Anger is part of our life. We can't help feeling anger. We feel it when something wrong is done to ourselves are to someone we love or care about. And when we feel this anger we want two things. We want payback. We want the one who inflicts hurt, who has prejudice, who deprives us of God given rights to suffer payback. And secondly we want that person to go on paying by losing status, by being demoted, by suffering a loss of stature. So when we are angry we want two things: payback and demotion.

Doctor King knew a different way, a creative way to deal with anger. Doctor King transcended this idea of payback and demotion. But king said, “I do not want to give the impression that nonviolence will work miracles over night...the nonviolent approach does not immediately change the heart of the oppressor. It first does something to the hearts and souls of those committed to it. It gives them new self-respect; It calls up resources of strength and courage that they did not know they had. Finally it reaches the opponent and so stirs his conscience that reconciliation becomes a reality.”

For King the first step is that we have to cross that deep river. The second step is we are cleansed and transformed. We gain dignity and self respect, strength and courage. We walk the walk of the Kingdom of love. This is how we transcend the desire for payback and the will to belittle and demote the one who sets him/herself against us.

We get in good trouble as John Lewis said, but only by the means of nonviolence. This means we have to get into the face of the one who hurts and deprives us of dignity and our rights, but never with the idea of payback, never with the idea of demoting the opponent. Only with love. There is a deep river and on this side of that deep river is anger and maybe hate. But on the other side of the deep river is the bright and beautiful future of brotherhood, sisterhood, co-operation, fellow feeling. Doctor King's dream. We will never get there by way of violence. We can only get there with love. And this is real and practical love. It is in fact the only practical way to change the world.

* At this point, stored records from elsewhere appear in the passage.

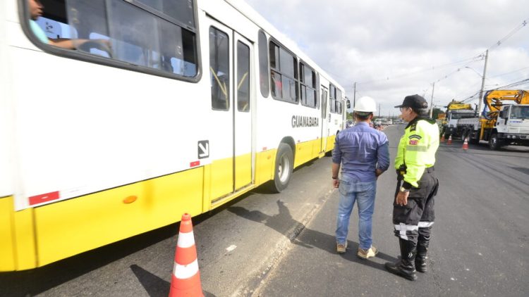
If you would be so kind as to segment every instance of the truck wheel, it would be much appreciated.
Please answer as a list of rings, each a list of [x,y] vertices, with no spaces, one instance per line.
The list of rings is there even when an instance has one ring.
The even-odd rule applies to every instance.
[[[277,148],[274,180],[269,189],[274,193],[281,193],[288,186],[294,167],[294,157],[290,146],[281,143]]]
[[[489,147],[490,149],[495,151],[499,148],[501,146],[499,141],[500,140],[498,139],[498,134],[497,133],[493,133],[489,139]]]

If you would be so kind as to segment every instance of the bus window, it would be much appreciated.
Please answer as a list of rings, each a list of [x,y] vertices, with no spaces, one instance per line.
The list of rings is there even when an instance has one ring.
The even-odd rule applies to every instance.
[[[195,27],[193,1],[192,0],[136,0],[152,7],[182,25]]]
[[[297,103],[299,98],[298,61],[296,57],[273,42],[269,44],[270,78],[274,99]]]
[[[228,34],[209,27],[211,104],[214,110],[229,109],[229,40]]]
[[[30,6],[36,2],[28,1]],[[140,66],[185,77],[197,74],[192,1],[41,2],[43,18],[39,18],[46,24],[59,23],[61,31],[68,32],[60,37],[69,41],[68,46],[59,45],[52,40],[54,36],[47,33],[51,45],[126,62],[128,67]],[[42,21],[37,19],[37,23],[44,32],[49,31],[49,26],[44,27]]]
[[[250,110],[250,48],[237,42],[237,110]]]
[[[300,63],[299,69],[301,104],[315,108],[317,101],[316,72],[303,63]]]

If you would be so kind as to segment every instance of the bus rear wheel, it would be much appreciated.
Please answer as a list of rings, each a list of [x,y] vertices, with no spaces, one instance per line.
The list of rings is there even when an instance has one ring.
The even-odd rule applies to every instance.
[[[270,183],[270,190],[281,193],[288,186],[294,167],[294,157],[290,146],[281,143],[277,148],[274,180]]]

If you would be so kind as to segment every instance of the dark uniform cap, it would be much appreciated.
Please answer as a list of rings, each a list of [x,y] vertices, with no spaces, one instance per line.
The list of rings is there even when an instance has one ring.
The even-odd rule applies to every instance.
[[[422,96],[415,94],[406,96],[402,104],[395,107],[411,107],[413,109],[423,109],[428,108],[428,103]]]

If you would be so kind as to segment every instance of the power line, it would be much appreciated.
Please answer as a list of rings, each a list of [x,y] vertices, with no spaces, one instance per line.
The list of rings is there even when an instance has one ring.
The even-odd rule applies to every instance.
[[[449,67],[449,66],[451,66],[451,65],[457,65],[457,64],[461,64],[461,63],[467,63],[466,65],[468,65],[468,64],[470,64],[472,62],[476,62],[476,61],[481,61],[481,60],[483,60],[484,58],[485,58],[485,56],[481,56],[481,55],[479,55],[479,56],[473,56],[473,57],[471,57],[471,58],[467,58],[466,59],[458,61],[456,61],[456,62],[451,62],[451,63],[446,63],[446,64],[441,64],[441,65],[436,65],[436,66],[432,66],[431,68],[429,68],[427,69],[423,69],[423,70],[421,70],[413,71],[413,72],[408,72],[408,73],[404,73],[404,74],[401,74],[401,75],[394,75],[394,76],[391,76],[391,77],[390,76],[387,76],[384,78],[379,78],[379,79],[376,79],[376,80],[367,80],[367,81],[365,81],[365,82],[357,82],[356,84],[371,84],[371,83],[373,83],[373,82],[382,82],[382,81],[387,81],[387,80],[389,80],[390,79],[391,80],[394,80],[396,78],[406,77],[413,76],[413,75],[417,75],[417,74],[420,74],[420,73],[424,73],[424,72],[428,72],[428,71],[433,71],[433,70],[436,70],[444,68],[446,68],[446,67]]]
[[[511,37],[514,35],[516,32],[519,31],[521,28],[525,27],[527,25],[528,21],[529,21],[529,19],[523,20],[521,24],[518,25],[516,28],[513,29],[512,31],[505,35],[502,39],[499,39],[497,42],[492,45],[488,49],[491,50],[494,47],[501,46],[506,40],[509,39],[509,38],[511,38]]]

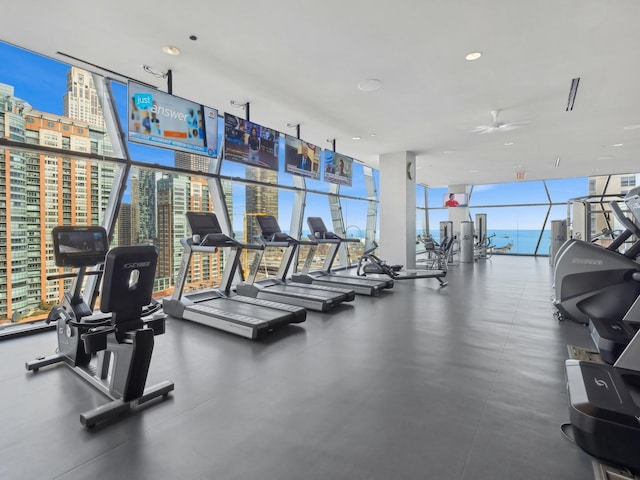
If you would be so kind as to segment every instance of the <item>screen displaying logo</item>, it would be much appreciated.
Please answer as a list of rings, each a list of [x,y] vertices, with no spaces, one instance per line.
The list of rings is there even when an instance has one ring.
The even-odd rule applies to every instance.
[[[150,93],[136,93],[133,102],[140,110],[145,110],[153,105],[153,95]]]

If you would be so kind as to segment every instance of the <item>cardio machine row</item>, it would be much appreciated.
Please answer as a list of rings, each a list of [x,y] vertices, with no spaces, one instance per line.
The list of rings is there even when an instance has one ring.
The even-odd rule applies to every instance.
[[[613,471],[640,475],[640,188],[623,201],[633,219],[611,202],[625,230],[609,246],[570,239],[559,249],[553,303],[560,320],[588,325],[596,348],[566,361],[565,434]]]
[[[353,301],[356,293],[379,295],[383,289],[393,287],[393,280],[390,279],[360,280],[332,275],[331,262],[328,266],[325,262],[326,270],[309,271],[310,259],[313,259],[315,248],[322,239],[315,236],[308,241],[295,239],[283,233],[275,217],[270,215],[256,217],[261,235],[255,244],[240,243],[223,233],[213,213],[187,212],[187,219],[192,236],[181,240],[184,253],[178,280],[172,296],[163,300],[164,311],[172,317],[258,339],[278,327],[304,322],[307,310],[326,312],[343,302]],[[331,235],[335,237],[332,240],[339,244],[341,239]],[[310,247],[305,268],[301,274],[288,279],[288,272],[301,245]],[[220,286],[185,293],[193,253],[213,254],[219,248],[228,248]],[[268,248],[284,248],[278,272],[275,276],[256,280]],[[240,264],[243,250],[255,253],[246,279]],[[330,278],[334,278],[334,281]],[[237,279],[240,281],[235,282],[234,287]]]

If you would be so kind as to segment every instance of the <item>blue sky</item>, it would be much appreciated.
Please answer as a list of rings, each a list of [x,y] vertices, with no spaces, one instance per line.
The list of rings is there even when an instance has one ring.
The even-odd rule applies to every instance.
[[[63,95],[66,89],[66,75],[69,70],[69,66],[46,58],[40,55],[27,52],[20,48],[16,48],[11,45],[0,42],[0,83],[6,83],[14,86],[15,96],[29,102],[33,108],[44,112],[54,113],[62,115],[63,109]],[[44,81],[43,81],[44,79]],[[116,106],[121,117],[123,126],[126,127],[127,116],[127,88],[126,85],[112,82],[112,90],[116,98]],[[215,108],[215,105],[212,105]],[[268,126],[268,125],[267,125]],[[222,131],[222,129],[220,129]],[[129,153],[132,159],[165,165],[173,165],[173,152],[161,149],[147,147],[129,142]],[[283,149],[281,149],[281,152]],[[283,155],[281,155],[282,157]],[[230,162],[229,162],[230,163]],[[354,164],[354,175],[358,175],[361,172],[361,166]],[[225,172],[235,172],[237,176],[243,176],[243,173],[239,169],[244,169],[242,165],[234,165],[225,167]],[[353,187],[342,188],[341,192],[353,196],[366,196],[363,182],[357,181],[354,178]],[[284,185],[292,185],[291,175],[284,172],[284,160],[280,159],[280,174],[279,182]],[[313,182],[313,188],[319,188],[323,191],[328,191],[328,184],[326,182]],[[547,188],[553,202],[566,203],[569,198],[583,196],[587,194],[588,182],[585,178],[569,179],[569,180],[554,180],[547,181]],[[431,189],[429,190],[429,205],[441,205],[442,196],[446,193],[446,189]],[[288,219],[291,212],[291,195],[281,194],[280,196],[280,212],[279,216],[282,219]],[[326,205],[326,198],[318,199],[314,201],[314,196],[310,196],[307,201],[307,207],[305,214],[307,216],[321,216],[325,219],[329,217],[328,205]],[[125,199],[126,201],[126,199]],[[536,204],[547,203],[547,195],[544,190],[542,182],[519,182],[500,185],[480,185],[475,186],[473,195],[471,197],[471,206],[473,205],[499,205],[499,204]],[[244,198],[242,194],[234,194],[234,211],[237,213],[239,208],[244,206]],[[364,222],[366,218],[366,205],[365,202],[349,202],[347,205],[349,208],[345,208],[343,205],[343,214],[345,215],[346,225],[355,224],[364,228]],[[349,211],[350,210],[350,211]],[[518,218],[514,219],[514,211],[520,212]],[[514,210],[510,209],[490,209],[488,226],[489,228],[518,228],[522,229],[539,229],[540,228],[540,214],[536,212],[531,215],[531,218],[527,218],[527,209],[520,207]],[[555,216],[550,219],[555,219],[556,216],[561,215],[560,218],[564,218],[564,214],[556,213],[560,212],[558,207],[554,207],[553,214]],[[533,213],[533,212],[532,212]],[[446,210],[435,213],[433,217],[446,216]],[[242,220],[238,219],[238,215],[234,215],[234,230],[242,228]],[[288,228],[288,225],[284,225],[282,228]],[[432,228],[437,227],[437,223],[434,225],[432,222]],[[417,228],[421,228],[421,225],[417,225]],[[547,226],[548,228],[548,226]]]

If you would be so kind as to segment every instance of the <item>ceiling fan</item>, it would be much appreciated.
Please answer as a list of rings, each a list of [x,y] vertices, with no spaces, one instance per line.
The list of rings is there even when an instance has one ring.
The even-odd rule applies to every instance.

Today Jesus wants to lead us across that deep river. Jesus wants to lead us to that kingdom of Love. We can follow him. We can walk the walk of Doctor King. We can get ourselves into Good Trouble with John Lewis. But we can only do this if we allow God to transform out anger. To make it creative and fruitful through love.

We are called to prepare for Christmas on this Second Sunday of Advent by wading into that deep river and leaving anger behind so that we might emerge on the other side to love and to loving with each other. Let us pray that God change our hearts and give us that peaceful non-violence which is love and loving.